# Leftover grapes?



## whino-wino (Jan 21, 2009)

Every year my Mother-in-Law cans grape juice in quart jars. There are 3 different kinds that they have, King of the North, Valiant and a third that was there when they bought the place and is a tad more tart than the other two. Anyway she did up probably 100 quarts last fall. Of these she gave us 20 of them. She puts whole grapes in with the juice when she cans them. It's these I'm interested in.....









There's probably about a cup of grapes in each quart jar. I've been dumping the leftover grapes into a ziplock bag and freezing them and my in-laws have been doing the same and saving them for me. I intend to make wine out of these, but I'm not sure how much I'll need per gallon. These grapes are whole and have not been juiced. In fact they should have more juice than normal since they're bathed in the stuff right now.


Any thoughts?


It will be a while till I have enough to do anything. I've only gone through 4 jars so far.


----------



## joeswine (Jan 22, 2009)

I don,t know if this helps but it will give you an idea of the quantity of grapes it took to make 6 gals. of fresh juice ///6 box's/18lb. perbox of grapes= after refining //6gals. juice. this was Thompson seedless variety.


----------



## NorthernWinos (Jan 23, 2009)

I have been thinking about this Post and figured I should give you my 2¢....
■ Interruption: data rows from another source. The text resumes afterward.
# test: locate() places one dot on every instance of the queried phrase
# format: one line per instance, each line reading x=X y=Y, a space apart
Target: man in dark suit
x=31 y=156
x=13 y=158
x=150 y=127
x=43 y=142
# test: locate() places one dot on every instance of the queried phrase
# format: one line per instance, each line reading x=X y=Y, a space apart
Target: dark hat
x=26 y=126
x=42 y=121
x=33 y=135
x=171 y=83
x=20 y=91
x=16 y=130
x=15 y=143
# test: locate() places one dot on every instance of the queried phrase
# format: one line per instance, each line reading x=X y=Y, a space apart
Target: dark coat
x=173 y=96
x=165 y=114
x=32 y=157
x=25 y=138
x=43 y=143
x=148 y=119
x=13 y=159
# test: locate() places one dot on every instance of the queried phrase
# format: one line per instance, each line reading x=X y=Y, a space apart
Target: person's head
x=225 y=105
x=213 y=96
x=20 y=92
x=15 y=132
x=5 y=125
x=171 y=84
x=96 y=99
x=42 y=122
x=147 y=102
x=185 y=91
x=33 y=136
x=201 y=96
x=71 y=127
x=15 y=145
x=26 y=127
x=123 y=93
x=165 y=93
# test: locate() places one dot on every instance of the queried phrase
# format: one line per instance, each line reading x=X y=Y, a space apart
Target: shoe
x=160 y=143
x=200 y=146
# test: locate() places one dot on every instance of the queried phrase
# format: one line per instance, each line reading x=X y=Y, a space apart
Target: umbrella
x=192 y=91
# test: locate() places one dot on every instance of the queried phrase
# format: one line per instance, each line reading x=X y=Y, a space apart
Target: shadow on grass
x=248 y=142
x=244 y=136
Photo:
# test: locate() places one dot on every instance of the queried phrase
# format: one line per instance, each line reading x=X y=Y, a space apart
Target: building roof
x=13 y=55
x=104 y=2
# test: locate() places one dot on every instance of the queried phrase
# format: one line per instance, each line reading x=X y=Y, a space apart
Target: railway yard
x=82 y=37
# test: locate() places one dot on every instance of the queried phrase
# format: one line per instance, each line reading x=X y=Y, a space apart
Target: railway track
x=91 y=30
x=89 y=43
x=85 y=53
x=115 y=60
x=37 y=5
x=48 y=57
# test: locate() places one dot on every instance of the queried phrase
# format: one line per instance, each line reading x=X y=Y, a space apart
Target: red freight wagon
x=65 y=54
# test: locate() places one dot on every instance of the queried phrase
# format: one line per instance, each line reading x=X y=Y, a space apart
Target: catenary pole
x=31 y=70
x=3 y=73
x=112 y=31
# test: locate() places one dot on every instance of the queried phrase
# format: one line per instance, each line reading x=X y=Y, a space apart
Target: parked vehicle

Years ago a neighbor lady would give me grapes if I would help her pick....I used her juice recipe which was like the jars you have. We use to put 1 cup of cleaned grapes in a 1 quart mason jar, sugar to taste and water...then process....strain before drinking....toss the fruit.

Then I got a steam juicer and planted some Beta and Valiant grapes and made steamed juice, dilute it down a bit for breakfast juice...process it in mason jars.

Then came the wine thing....things haven't been the same since.

I think your grapes in the jar are probably pretty played out....
Guessing she used 1-1½ cups grapes per quart....not a lot of fruit.
So, in your 20 quarts of juice you really wouldn't have much fruit....
You have a lot of water involved already in the jars....

Maybe put all 20 quarts of juice in your primary...Get all the fruit you can out of yours and her jars...Put the fruit in a straining bag...boost the S.G. and ferment...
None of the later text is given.